Ready?
Long a** journal tiem!
I only expect my true friends to read the whole thing, if you don't want to chances are it doesn't apply to you
Sorry guys for being so mean lately
Okie dokie, I've been such a b***h lately and I thought I would explain everything to everyone.
I've never felt 100% well, I think there is something wrong with my body, so I kinda stand with my hips forward, it's weird. Anywho I have really bad pain in my back,a and legs. Recently it's been getting a lot worse and hurting me to the point of crying. My grandfather is in the hospital with cancer and a broken shoulder, my dad smokes, diabetes runs in my family and so does chronic depression, I have breathing problems, I've fainted in school because of them. I have to hide my sexuality from my parents and some of my friends, yes, I'm bi . My dad said that if things didn't improve in my house he's going to leave my mom. My great grandma wont accept that I'm my mother's daughter and constantly asks me who I am.

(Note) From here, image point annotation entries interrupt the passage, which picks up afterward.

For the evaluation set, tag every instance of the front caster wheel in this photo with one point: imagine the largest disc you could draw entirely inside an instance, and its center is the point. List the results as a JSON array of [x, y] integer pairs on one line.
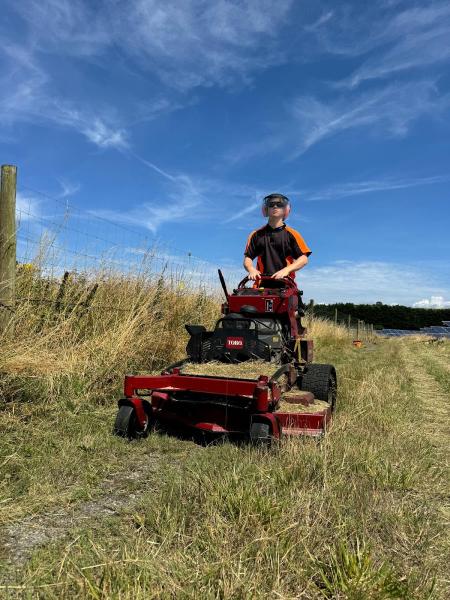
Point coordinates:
[[126, 424]]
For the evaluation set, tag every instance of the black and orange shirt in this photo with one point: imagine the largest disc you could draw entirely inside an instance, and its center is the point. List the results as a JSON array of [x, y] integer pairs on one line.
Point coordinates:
[[275, 248]]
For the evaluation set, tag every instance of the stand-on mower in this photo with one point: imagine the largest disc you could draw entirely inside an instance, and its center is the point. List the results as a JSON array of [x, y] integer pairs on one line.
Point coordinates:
[[261, 324]]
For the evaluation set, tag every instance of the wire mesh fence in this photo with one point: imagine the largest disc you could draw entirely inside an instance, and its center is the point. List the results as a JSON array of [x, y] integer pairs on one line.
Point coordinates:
[[60, 243], [358, 328]]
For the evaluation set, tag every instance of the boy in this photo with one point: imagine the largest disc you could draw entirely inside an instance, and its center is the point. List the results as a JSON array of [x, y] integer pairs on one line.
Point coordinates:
[[280, 249]]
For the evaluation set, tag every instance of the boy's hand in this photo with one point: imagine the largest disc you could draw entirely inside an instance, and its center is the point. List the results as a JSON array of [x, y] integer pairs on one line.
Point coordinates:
[[280, 274], [254, 274]]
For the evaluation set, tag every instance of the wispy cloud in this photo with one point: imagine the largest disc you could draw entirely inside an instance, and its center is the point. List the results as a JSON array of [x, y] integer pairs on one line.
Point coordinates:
[[27, 207], [356, 188], [242, 213], [370, 281], [211, 43], [420, 38], [433, 302], [401, 37], [68, 188], [385, 112], [26, 95], [190, 44]]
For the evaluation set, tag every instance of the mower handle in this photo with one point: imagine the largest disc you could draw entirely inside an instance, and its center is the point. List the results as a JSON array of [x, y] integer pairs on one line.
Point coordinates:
[[288, 281]]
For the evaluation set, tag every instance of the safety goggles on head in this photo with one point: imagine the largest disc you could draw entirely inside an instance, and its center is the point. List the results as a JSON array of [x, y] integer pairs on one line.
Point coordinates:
[[276, 200]]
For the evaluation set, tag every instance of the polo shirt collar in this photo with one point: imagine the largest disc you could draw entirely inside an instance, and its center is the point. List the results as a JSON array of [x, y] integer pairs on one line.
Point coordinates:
[[273, 229]]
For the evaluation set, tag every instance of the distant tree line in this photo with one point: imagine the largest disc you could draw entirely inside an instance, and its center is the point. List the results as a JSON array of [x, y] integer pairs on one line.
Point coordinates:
[[384, 316]]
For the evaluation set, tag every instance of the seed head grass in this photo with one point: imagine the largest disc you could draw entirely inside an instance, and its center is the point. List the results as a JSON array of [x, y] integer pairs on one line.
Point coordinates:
[[84, 514]]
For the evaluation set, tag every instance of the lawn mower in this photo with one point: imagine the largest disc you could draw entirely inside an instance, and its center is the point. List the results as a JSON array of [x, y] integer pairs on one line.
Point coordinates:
[[261, 325]]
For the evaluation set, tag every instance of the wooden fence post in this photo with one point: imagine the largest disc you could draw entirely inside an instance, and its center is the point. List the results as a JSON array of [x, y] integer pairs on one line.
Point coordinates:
[[7, 243], [311, 311]]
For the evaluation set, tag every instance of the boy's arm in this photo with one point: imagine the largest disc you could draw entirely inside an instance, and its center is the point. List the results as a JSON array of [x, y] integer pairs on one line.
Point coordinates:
[[253, 273], [298, 264]]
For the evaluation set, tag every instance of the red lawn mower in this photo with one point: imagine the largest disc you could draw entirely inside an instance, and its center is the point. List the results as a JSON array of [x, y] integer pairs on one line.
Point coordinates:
[[259, 323]]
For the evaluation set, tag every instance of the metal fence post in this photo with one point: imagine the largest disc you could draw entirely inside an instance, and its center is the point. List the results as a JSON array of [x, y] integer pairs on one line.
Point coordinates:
[[7, 243]]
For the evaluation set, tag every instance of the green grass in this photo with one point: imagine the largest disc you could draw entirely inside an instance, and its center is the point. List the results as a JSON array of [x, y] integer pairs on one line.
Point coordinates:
[[356, 516]]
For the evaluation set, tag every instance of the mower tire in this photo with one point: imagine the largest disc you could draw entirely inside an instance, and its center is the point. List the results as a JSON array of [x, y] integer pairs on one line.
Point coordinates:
[[125, 424], [260, 434], [321, 381]]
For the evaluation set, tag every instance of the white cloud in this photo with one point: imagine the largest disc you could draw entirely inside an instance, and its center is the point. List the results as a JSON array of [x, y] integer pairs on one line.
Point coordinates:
[[30, 99], [199, 42], [388, 111], [368, 281], [356, 188], [196, 42], [433, 302], [27, 208], [414, 38], [68, 188]]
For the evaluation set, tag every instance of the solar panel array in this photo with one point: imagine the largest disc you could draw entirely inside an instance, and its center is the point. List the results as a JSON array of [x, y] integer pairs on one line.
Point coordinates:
[[436, 331]]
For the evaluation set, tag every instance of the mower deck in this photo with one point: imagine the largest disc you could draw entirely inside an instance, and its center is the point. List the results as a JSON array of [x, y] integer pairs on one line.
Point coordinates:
[[222, 405], [260, 332]]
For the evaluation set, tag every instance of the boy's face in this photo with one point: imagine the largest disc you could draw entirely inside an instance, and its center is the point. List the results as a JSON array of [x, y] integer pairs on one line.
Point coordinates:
[[276, 208]]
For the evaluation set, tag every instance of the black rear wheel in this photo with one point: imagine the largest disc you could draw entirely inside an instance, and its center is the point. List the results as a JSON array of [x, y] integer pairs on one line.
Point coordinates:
[[321, 381], [260, 434]]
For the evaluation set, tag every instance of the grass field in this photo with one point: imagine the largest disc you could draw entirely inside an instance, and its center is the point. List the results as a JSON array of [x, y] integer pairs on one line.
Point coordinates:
[[361, 515]]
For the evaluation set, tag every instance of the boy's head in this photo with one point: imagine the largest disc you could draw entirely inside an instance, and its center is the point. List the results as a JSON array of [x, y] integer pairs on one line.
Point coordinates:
[[276, 205]]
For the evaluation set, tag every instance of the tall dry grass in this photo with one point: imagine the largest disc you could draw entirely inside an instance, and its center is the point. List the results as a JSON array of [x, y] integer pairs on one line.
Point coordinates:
[[81, 334], [354, 517]]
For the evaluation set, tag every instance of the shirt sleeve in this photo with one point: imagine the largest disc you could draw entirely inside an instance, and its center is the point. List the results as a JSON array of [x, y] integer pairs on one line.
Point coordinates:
[[250, 249], [298, 245]]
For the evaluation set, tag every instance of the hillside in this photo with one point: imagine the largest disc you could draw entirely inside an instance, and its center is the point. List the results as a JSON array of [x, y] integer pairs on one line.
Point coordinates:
[[85, 514]]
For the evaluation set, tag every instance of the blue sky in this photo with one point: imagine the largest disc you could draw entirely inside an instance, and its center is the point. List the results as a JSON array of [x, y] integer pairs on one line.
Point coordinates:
[[175, 118]]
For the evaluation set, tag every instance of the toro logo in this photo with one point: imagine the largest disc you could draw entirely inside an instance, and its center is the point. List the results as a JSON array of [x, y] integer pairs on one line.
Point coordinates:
[[234, 343]]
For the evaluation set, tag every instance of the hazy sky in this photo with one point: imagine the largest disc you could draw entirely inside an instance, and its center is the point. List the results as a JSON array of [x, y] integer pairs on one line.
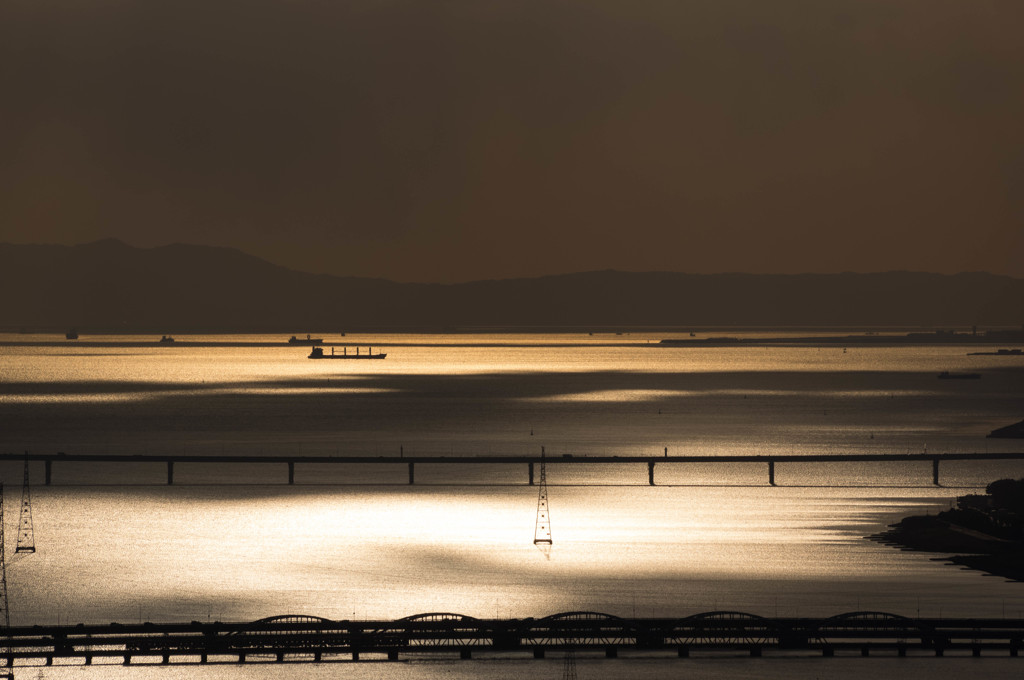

She hates my mom for something my ******** aunt did, that sluttybitchcrackwhorealchaholicuntbastrard (the list goes on and on), anyway back to me, every friend I've ever made as long as I can remember has left me after one year and that time is coming up again, I don't want to believe it but I didn't the last time either. I think I really do love one of my friends, more then anyone else that I've ever met He's the second person I've ever been nervous talking to, the first didn't turn out well. I don't think I'm ready to get hurt again. I'm pretty loved, I wont deny that I'm popular at school but it's a problem because all my friend fight each other. There are more things but only certain people I want to tell them to. I hope you guys can understand what I'm going through, I really do love you guys but I don't think I can go on like this much longer.